Review · Other Supplements

TheyaVue

Underdosed antioxidants wrapped in a premium price tag. The 60-day refund is real, but you're paying $131 for a formula that undercuts the one clinically proven eye-health blend.

Verdict Skeptical 4.2/10
TheyaVue review evidence and wellness context
Reviewed evidence Claims, dose transparency, refund path, and ingredient plausibility checked.

Skeptic read

Skeptical4.2/10

Underdosed antioxidants wrapped in a premium price tag. The 60-day refund is real, but you're paying $131 for a formula that undercuts the one clinically proven eye-health blend.

Price checked
$131
Dose visibility
Better than average: key doses are disclosed enough to compare
Main risk
Vitamin C (60mg) is 8% of the AREDS2 dose; Vitamin E (15mg) is 5%; Zinc (15mg) is 19% — this is not a clinically supported macular degeneration formula
Better use case
Someone who wants a single bottle to test within the refund window and will return it if they don't notice a subjective benefit
Skip if
You have diagnosed macular degeneration or are at high risk — stick to the AREDS2 formula, which has actual clinical backing
Evidence file
1 source attached

What TheyaVue is, in one sentence.

A one-month supply of eye-health capsules containing lutein, zeaxanthin, and a handful of underdosed antioxidants, sold for $131 through ClickBank with a 60-day refund window.

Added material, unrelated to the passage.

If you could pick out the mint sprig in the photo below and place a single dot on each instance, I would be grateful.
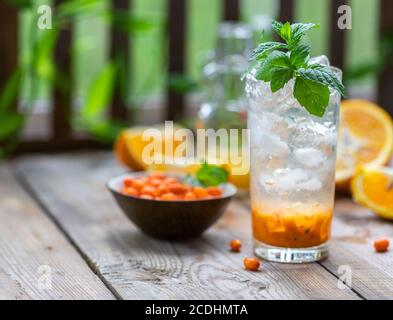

The marketing frames it as a breakthrough vision-restoration formula for a 50+ audience. The ingredient label tells a different story: it’s a generic antioxidant blend with two well-dosed carotenoids and a lot of filler. The mismatch between the sales page urgency and the actual clinical support is the single most important thing to understand before you hand over $131.

What you actually get

Five things, realistically:

  • One bottle (30-day supply). 60 capsules, taken twice daily. The label lists lutein (20mg), zeaxanthin (4mg), bilberry extract (100mg), vitamin C (60mg), vitamin E (15mg), zinc (15mg), copper (1mg), quercetin (100mg), and rutin (100mg). No proprietary blend hiding — each dose is listed, which is a point in its favor.
  • Access to any digital bonuses. The checkout page may offer a free guide or e-book. These are typically low-effort PDFs with general eye-care tips. Expect nothing you couldn’t find on WebMD.
  • 60-day ClickBank refund window. This is the real safety net. You can use the entire bottle and still get your money back if you email ClickBank inside 60 days. The vendor doesn’t process the refund, so they can’t slow-walk you.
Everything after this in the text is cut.